Le musé comporte aussi des antiquités qui sont aussi bien romaines qu’asiatiques. Chaque pièce est importante pour sa fonction et sa décoration et une autre valeur est ajoutée par les biens présentés. On se retrouve alors pour quelques minutes dans un musée d’antiques, puis dans un palais, puis dans un musée des beaux-arts. Ce cheminement peut d’ailleurs faire penser à quelques dispositions de la Wallace Collection de Londres.

Voici d’autres oeuvres du musée montrant l’ampleur de la collection et les goûts variés de leurs propriétaires…
Le musée comporte plusieurs étages dont certains ne sont pas ouverts à la visite. Parmi eux les cuisines. Cela peut sembler étonnant mais les cuisines se situaient en hauteur et les plats descendaient via un ascenseur pour être servis dans la salle de banquet. On remarque la modernité du bâtiment par ces petits détails se fondant dans la décoration ou par l’aménagement de la salle de bain qui était aux dernières modes. On retrouve aussi des effets personnels ayant appartenu aux anciens propriétaires comme une tenue d’ambassadeur de Matías Errázuriz Ortúza.

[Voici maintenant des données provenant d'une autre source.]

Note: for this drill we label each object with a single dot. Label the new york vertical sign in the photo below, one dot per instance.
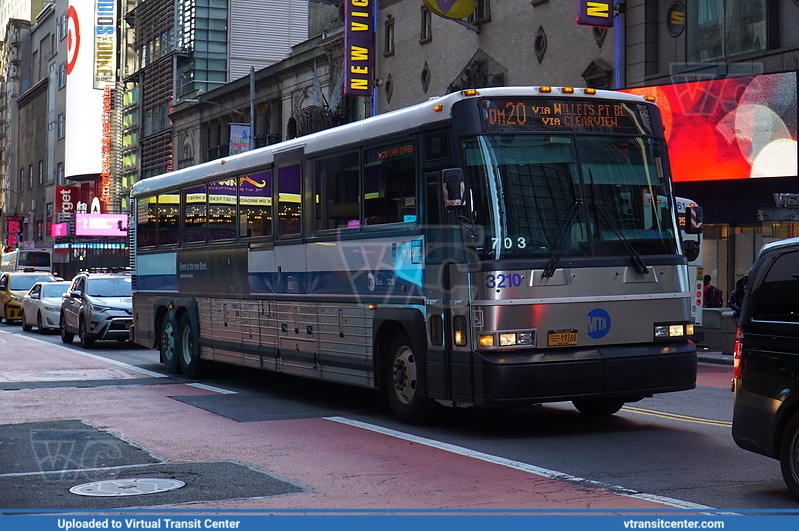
(359, 47)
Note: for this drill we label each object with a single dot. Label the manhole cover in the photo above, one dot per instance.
(126, 487)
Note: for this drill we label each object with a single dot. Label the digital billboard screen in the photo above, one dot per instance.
(736, 128)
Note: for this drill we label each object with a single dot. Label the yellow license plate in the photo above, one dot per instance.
(559, 338)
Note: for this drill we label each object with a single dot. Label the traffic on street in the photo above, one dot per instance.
(243, 439)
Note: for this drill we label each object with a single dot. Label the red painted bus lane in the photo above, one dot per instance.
(343, 466)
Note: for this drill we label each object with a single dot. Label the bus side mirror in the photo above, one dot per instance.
(694, 220)
(454, 187)
(691, 249)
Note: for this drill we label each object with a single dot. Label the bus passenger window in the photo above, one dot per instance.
(146, 221)
(255, 205)
(390, 184)
(195, 214)
(222, 210)
(168, 219)
(289, 205)
(337, 193)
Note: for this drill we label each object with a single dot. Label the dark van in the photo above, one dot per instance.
(766, 367)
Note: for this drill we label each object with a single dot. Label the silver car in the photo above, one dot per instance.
(97, 306)
(41, 306)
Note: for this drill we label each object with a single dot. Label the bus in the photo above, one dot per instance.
(30, 260)
(491, 247)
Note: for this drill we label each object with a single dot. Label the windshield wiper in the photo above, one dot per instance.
(552, 265)
(640, 265)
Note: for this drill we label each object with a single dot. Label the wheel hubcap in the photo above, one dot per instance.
(404, 375)
(168, 342)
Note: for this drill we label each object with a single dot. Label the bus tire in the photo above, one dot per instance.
(25, 326)
(789, 455)
(191, 365)
(402, 377)
(598, 408)
(66, 336)
(167, 344)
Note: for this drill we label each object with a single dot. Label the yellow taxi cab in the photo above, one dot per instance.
(13, 286)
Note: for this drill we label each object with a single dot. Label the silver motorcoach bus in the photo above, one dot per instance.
(491, 247)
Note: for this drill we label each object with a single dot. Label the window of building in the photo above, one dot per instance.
(388, 37)
(426, 34)
(337, 192)
(255, 205)
(723, 28)
(61, 26)
(62, 75)
(389, 184)
(482, 12)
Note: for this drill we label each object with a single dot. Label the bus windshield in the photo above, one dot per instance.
(535, 195)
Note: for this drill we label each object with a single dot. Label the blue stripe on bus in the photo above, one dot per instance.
(306, 283)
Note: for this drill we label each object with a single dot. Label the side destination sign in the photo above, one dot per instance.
(359, 47)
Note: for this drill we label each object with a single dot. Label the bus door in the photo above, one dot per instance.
(446, 279)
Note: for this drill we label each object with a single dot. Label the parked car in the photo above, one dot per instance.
(96, 306)
(766, 360)
(41, 306)
(13, 286)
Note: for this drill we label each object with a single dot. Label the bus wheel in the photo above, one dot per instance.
(789, 455)
(598, 408)
(403, 377)
(166, 346)
(191, 365)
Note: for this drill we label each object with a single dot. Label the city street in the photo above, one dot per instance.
(254, 440)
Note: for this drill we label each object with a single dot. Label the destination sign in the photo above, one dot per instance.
(534, 114)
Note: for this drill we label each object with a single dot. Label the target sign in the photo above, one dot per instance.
(73, 38)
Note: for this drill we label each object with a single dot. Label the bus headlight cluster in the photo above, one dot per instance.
(665, 331)
(500, 340)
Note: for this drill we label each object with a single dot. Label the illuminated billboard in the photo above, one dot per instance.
(101, 225)
(91, 68)
(738, 128)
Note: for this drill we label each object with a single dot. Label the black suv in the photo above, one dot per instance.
(766, 358)
(97, 306)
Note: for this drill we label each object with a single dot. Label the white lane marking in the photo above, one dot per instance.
(93, 356)
(214, 389)
(525, 467)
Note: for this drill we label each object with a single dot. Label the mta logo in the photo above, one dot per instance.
(598, 323)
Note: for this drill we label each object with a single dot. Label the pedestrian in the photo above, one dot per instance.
(712, 297)
(737, 296)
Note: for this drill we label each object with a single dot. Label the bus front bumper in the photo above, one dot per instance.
(628, 372)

Le côté vie personnelle se voit aussi dans la manière de présenter les pièces comme la bibliothèque ou le petit salon. On s’imagine vite la vie mondaine et intellectuelle qui émanait du lieu. Chaque détail est soigné. Dans la bibliothèque, de nombreux ouvrages en différentes langues, une oeuvre de Fantin-Latour ou encore des commandes à des artistes contemporains de leur époque. Dans le petit salon, un buste de membre de la famille côtoie des céramiques chinoises qui répondent au clavecin trônant au milieu de la pièce. C’est un mélange sans nom et unique, l’âme de collectionneurs passionnés.

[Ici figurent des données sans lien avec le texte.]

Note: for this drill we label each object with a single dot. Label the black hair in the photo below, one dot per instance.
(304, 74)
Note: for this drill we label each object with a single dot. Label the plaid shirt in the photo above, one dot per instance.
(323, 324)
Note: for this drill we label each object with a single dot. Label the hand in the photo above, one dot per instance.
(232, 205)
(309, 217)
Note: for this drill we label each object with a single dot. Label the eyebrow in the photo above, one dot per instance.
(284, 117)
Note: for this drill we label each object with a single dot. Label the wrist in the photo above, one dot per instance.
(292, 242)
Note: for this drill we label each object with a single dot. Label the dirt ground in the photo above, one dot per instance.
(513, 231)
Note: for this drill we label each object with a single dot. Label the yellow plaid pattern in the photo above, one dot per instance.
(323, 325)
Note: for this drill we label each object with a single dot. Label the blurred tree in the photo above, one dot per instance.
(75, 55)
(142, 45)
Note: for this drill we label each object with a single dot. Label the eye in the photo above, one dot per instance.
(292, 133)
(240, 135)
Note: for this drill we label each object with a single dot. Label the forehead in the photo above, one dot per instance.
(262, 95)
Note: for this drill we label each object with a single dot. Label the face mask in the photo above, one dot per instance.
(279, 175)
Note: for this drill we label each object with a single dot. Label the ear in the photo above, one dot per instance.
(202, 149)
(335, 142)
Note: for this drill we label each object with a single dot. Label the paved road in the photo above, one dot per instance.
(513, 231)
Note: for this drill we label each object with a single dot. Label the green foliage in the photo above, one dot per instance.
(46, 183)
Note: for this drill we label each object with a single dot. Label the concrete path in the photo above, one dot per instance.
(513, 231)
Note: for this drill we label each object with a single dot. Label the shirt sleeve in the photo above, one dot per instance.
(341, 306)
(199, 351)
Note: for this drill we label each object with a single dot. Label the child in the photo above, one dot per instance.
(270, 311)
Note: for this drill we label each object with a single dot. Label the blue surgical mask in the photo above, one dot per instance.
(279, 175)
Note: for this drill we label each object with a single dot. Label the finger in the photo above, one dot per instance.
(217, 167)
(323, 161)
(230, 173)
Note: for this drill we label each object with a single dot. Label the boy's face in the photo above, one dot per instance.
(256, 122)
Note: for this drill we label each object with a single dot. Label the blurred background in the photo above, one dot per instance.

De ce musée, on apprend donc comment la haute société argentine vivait au début du XXe siècle. On comprend aussi l’importance des arts occidentaux, notamment européens, dans le goût mondain. Avoir ce fond permet aussi de mieux comprendre la ville de Buenos Aires. En effet, cette capitale a de forts accents occidentaux dans la manière de vivre mais aussi dans l’architecture. Ce musée qui par les conditions de l’acte de vente garde son essence même, est une perle au milieu du tumulte de la ville. Un havre de paix qui n’est ouvert que l’après-midi, une capsule où l’odeur de cire d’abeille se mélange avec la musique classique diffusée en continue.